The most recent reshuffling of elk herds happened at the end of March. For two long days, teams that included wildlife workers from the CDFW and the U.S. Fish and Wildlife Service used helicopters, nets, and on-their-feet expertise to capture 15 bulls, 16 cows, and five calves on the Los Banos reserve.
Before the animals were trailered to new grazing grounds, biologists recorded body weights and collected samples of blood, hair, skin, and teeth. Among other things, that data is used to monitor herd health and analyze DNA for evidence of interbreeding. Then the animals were trucked to one of three areas within a reasonable driving distance: the San Antonio Valley Ecological Reserve in Santa Clara County (north of Mount Hamilton), the Carrizo Plains Ecological Reserve in San Luis Obispo County, and the Wind Wolves Preserve in Kern County.
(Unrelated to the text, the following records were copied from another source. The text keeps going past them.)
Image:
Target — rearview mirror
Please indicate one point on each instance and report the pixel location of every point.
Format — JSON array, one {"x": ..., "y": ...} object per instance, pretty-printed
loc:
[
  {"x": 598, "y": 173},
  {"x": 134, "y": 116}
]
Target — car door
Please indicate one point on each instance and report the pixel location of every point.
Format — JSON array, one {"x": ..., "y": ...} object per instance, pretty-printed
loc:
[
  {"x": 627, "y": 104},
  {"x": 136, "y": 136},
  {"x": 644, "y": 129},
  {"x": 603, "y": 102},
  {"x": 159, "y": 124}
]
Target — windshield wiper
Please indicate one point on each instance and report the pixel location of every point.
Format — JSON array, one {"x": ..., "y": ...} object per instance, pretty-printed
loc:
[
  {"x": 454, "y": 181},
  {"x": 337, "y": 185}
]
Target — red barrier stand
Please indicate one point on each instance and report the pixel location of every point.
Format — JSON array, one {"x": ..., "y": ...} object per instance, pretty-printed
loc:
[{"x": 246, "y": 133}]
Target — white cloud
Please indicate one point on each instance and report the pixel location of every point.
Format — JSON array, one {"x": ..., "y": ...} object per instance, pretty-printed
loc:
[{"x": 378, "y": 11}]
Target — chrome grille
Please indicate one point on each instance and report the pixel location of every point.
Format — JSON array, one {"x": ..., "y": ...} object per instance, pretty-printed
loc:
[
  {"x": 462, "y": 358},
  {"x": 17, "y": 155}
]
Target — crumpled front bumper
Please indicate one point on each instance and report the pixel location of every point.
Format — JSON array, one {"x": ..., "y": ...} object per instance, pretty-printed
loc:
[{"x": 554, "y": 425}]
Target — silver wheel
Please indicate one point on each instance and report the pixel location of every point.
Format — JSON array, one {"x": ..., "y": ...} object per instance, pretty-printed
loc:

“We try to spread the elk around,” said Hobbs. “Before their numbers went up, we were down to a handful of animals, so genetic diversity was really low to start with. If we let herds continue to grow in isolation, it would cause increasing genetic loss.”
It’s no surprise that moving the elk is a huge logistical challenge. To tip the odds in their favor, wildlife managers schedule such events for the cooler winter months, after the bulls have shed their antlers and before most cows have calves. Younger elk, between one to three years of age, are targeted because they’re easier to integrate into existing herds.
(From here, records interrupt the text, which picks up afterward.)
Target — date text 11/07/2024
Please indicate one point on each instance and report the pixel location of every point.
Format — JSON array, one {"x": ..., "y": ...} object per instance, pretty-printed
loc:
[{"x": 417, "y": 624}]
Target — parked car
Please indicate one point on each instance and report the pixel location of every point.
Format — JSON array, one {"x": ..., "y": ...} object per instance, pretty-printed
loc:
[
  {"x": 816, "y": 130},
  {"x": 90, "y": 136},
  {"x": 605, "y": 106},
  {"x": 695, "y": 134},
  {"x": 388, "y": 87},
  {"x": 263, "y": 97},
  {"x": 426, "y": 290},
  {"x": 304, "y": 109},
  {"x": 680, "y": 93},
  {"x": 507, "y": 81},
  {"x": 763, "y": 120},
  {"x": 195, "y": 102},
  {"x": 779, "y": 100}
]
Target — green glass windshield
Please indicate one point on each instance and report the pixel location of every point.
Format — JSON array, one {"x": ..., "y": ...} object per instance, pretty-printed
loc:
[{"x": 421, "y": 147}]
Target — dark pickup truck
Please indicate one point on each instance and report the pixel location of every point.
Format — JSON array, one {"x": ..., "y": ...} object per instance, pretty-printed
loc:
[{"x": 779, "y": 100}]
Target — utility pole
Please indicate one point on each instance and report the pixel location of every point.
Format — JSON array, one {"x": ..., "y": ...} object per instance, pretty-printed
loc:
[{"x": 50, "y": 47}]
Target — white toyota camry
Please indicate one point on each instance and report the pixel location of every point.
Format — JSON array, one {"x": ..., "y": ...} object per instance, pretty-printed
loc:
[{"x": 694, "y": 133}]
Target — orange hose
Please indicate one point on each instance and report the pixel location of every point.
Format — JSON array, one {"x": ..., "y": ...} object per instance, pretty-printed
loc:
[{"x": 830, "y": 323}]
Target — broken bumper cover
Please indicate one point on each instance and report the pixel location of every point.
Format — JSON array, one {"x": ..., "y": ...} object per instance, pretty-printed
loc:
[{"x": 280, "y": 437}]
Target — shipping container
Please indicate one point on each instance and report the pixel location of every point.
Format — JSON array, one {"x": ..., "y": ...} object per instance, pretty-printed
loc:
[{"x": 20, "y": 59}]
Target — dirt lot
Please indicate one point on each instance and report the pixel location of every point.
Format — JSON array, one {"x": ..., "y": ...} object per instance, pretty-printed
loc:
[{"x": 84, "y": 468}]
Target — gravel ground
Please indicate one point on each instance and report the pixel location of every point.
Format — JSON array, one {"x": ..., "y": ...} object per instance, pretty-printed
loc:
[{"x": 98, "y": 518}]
Nine bulls were delivered to San Antonio Valley, a 3,000-acre preserve on the eastern edge of the Henry W. Coe State Park. They’ll mingle with an existing herd of about 150 tule elk that were reintroduced to the area a few decades ago. As part of a smaller herd, the new bulls will have an easier time getting enough to eat, despite drought conditions that have made it harder for grazing animals to find good forage all across the state.
Now that the number of tule elk are on the upswing, Hobbs said the state is developing a new management plan for the animals. Mountain lions and coyotes don’t keep the population in check. While wild elk might only make it to their early teens, cows leading less stressful lives on managed lands can live into their early 20’s and produce a calf every year. Although birth control has been tested in some herds, it’s not a foolproof method. Most herds are now managed by relocation or culling with a set number of hunting licenses allocated each year, depending on the population and location.
But culling and relocation options don’t exist for managing all the tule elk herds. The animals in the 500-plus herd at Point Reyes have to stay put. There, a microscopic predator that causes chronic wasting, called Johne’s disease, prohibits any of the elk from being shipped outside the area. The tiny foe, the Mycobacterium avium ss. paratuberculosis, infects the intestinal lining of cattle and other ruminants such as elk, deer, and sheep. The hardy bacteria is shed in manure and then can persist in the soil for years. Even though the disease was discovered in cattle more than a century ago, there is still no cure for it. So no one wants to risk moving the disease around the state along with the elk.
Still, the success story is the fact that tule elk remain in Central California, said Hobbs. Now the goal is to keep the herds going and minimize conflict wherever they roam.
San Antonio Valley Ecological Preserve is not open to the public except for special events. The San Luis National Wildlife Refuge in Los Banos is open year-round and tule elk can be seen via the auto-tour route.Tule elk can also be viewed at CDFW’s Grizzly Island Wildlife Area, the Tupman Tule Elk State Preserve, and Point Reyes National Seashore.